Ауриана протянула руку к жеребцу, и он, вытянув шею, лизнул ее ладонь шершавым языком.

— Я выбираю этого коня, — произнесла наконец Ауриана.

— Этого? — переспросила Зигреда, хмуря лоб. — Этого полудохлого коротышку? Ты уверена?

Казалось, жрица хотела сказать: «Если ты не хочешь бороться за свою жизнь, а предпочитаешь наверняка погибнуть, это твое дело».

Два конюха, стоявшие рядом, обменялись взглядами, полными сожаления. Ауриана знала, о чем они подумали: они решили, что дочь Бальдемара не разбирается в лошадях.

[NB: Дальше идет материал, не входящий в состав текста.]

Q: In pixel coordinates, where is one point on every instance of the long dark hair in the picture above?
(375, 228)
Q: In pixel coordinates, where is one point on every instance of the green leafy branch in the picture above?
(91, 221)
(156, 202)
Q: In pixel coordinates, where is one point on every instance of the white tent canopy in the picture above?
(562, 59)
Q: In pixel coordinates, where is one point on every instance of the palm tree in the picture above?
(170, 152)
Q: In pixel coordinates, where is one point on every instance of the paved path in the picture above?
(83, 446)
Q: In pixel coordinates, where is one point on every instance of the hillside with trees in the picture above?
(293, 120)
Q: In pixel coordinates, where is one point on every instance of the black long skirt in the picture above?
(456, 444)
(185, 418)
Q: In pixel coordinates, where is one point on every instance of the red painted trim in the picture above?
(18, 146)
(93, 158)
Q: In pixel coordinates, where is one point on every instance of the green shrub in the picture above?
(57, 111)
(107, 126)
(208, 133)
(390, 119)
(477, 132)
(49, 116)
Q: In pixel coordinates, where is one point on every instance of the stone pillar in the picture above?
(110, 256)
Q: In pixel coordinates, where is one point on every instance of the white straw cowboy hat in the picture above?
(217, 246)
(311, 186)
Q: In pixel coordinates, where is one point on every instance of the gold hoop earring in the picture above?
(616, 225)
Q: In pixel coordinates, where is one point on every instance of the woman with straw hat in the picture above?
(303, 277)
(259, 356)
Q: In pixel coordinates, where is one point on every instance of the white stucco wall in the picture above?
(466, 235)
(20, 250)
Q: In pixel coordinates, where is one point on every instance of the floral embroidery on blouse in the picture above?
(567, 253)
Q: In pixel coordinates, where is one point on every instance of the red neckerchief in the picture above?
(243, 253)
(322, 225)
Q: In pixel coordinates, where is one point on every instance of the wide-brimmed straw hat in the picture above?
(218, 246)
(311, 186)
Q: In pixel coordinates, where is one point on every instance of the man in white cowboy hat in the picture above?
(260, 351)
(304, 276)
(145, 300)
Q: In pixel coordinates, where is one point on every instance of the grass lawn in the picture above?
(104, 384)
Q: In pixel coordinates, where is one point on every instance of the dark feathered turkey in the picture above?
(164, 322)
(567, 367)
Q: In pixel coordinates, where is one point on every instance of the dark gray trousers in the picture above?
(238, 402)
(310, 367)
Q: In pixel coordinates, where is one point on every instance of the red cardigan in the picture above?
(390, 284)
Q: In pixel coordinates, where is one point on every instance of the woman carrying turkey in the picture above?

Зигреда протянула в сторону серого в яблоках жеребца зажженный факел, совершая обряд, и негромко нараспев произнесла:

— О хозяин наших душ! Пусть дух этой женщины вселится в этого жеребца. Всемогущий повелитель ветров! Вдохни душу этой женщины в этого жеребца…

* * *

Деревня Вепря была круглой в плане. Из ее центра к частоколу околицы разбегались лучи деревянных тротуаров, настилы которых были приподняты над землей так, чтобы жители не оступались в грязь и навоз. Здесь работали ремесленники, занимавшиеся кожевенным, кузнечным и гончарным ремеслом, здесь же они продавали свои изделия. В деревне располагался один маленький деревянный храм Водана, в тесном помещении которого мог уместиться только один жрец, совершающий жертвоприношения, этот храм был второстепенным, а главное святилище и культовые центры находились за пределами деревни. Деревня славилась своим древним источником, целебные воды которого врачевали всевозможные болезни — от ломоты в костях до боли в сердце. Она была также знаменита среди окрестных селений тем, что у ее ворот стоял удивительный камень, по форме напоминавший скорбящую женщину, склонившуюся в горе над землей. Говорили, что под этим камнем был похоронен колдун, дух которого охранял деревню по ночам и требовал ежегодных жертвоприношений. Каждый год этот камень окропляли кровью собаки.

В самом центре деревни, куда сходились все деревянные тротуары, находилась большая круглая яма — устеленная соломой арена для поединков жеребцов. Арена была окружена деревянными перилами, сюда собралась молчаливая толпа местных жителей и обитателей близлежащих усадеб. Они расположились между крытым целебным источником и кузницей, напротив них — на противоположной стороне ямы — стояли жрецы Водана и Ауриана, одетая как смиренная рабыня в узкое платье без рукавов из некрашеной шерсти, подвязанное простой веревкой. Жрецы сняли с нее все украшения, но они не посмели тронуть кольцо Аурианы, пока сам Водан не рассудил ее, и она все еще оставалась женой бога. У ворот деревни за частоколом стояла наготове повозка, которая должна была отвезти девушку на болото для совершения казни, в случае если она будет признана виновной.